Osborne also stated the end of the retail discount scheme, ‘Retail Relief’, which, with the Retail Price Index seeing bills rise, will witness high street retailers faced with an increase of 17.2% in business rates come next April, putting many of them in danger.
Although ending retail benefits, the government hopes to create 26 new Enterprise Zones and introduce £12bn of Local Growth funding. Some existing zones will be expanded and up to 15 new zones will be created in smaller towns and rural areas, spreading Enterprise Zone benefits to 108 sites across the country.

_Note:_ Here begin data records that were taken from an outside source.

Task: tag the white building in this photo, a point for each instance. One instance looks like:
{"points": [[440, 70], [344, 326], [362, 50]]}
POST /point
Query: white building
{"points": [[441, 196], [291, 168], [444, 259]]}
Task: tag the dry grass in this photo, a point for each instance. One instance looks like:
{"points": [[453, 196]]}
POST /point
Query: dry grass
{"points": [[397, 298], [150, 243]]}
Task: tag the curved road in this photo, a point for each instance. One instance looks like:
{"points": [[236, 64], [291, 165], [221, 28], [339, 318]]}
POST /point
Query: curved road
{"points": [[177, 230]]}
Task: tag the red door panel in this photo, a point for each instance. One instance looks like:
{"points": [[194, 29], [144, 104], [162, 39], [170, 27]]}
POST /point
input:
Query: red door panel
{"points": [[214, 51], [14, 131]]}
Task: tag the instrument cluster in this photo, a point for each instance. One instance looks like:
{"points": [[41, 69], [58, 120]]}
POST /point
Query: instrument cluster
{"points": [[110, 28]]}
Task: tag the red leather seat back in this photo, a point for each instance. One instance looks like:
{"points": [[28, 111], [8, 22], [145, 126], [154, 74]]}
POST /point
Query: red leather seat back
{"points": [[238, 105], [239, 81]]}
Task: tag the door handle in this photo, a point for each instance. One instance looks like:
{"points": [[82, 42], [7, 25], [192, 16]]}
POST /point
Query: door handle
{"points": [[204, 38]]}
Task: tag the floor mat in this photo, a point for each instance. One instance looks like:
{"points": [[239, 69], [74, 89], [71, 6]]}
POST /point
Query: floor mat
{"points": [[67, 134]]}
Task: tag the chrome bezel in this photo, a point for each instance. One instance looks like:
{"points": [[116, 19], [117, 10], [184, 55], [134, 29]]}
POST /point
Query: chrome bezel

Asset sales were a key area of Osborne’s plans to raise funds for increased spending and he confirmed plans for £4.5bn of sales through government departments. Among the assets to be sold are several London Victorian era prisons which could have a development value in excess of £3bn. Councils are also allowed to retain receipts from local property sales.
Housing
- £6.9bn pledged to fund development of new first time buyer homes
- 3% increase on stamp duty for buy-to-let properties and second homes
- London Help to Buy scheme introduced to offer interest-free loan worth up to 40% of the value of a new home
- Ensuring the release of unused and previously undeveloped commercial, retail, and industrial land for Starter Homes
- Loosened restriction on brownfield sites in the Green Belt
- Reforms to the planning system, including a new delivery test on local authorities to ensure delivery against the number of homes set out in council’s Local Plans
- Backing SME house builders by extending the £1bn Builders’ Finance Fund to 2020-21, and halving the length of the planning guarantee for minor developments
- Offering £2.3bn in loans to help regenerate large council estates and invest in infrastructure needed for major housing developments
- Investing £310m to deliver the first new garden city, Ebbsfleet
By committing billions of pounds to building new homes the government is clearly committed to increasing both housing supply and home ownership. However, the government needs to understand that these new homes must be built in locations with good transport links, hospitals, schools and employment possibilities. The chosen locations need a variety of housing types to suit different demographics.
The construction industry has been preparing to boost its capacity to a level allowing it to meet the demand for housing. However, reforms of the planning system to increase the supply of smaller sites to ensure local initiatives deliver and releasing more public land would be a step towards speeding up the rate to which developers can build.
The new 3% increase in stamp duty for buy-to-let properties and second homes has been designed to deter buy-to-let and overseas investors. This could have a negative impact on buy-to-let investors and the rental market and may lead to a shortage of good quality properties or increases in rent.
The investment of £310m to deliver the new garden city at Ebbsfleet is part of a wider £700m programme of regeneration at Barking Riverside, Brent Cross, Northstowe and Bicester Garden Town.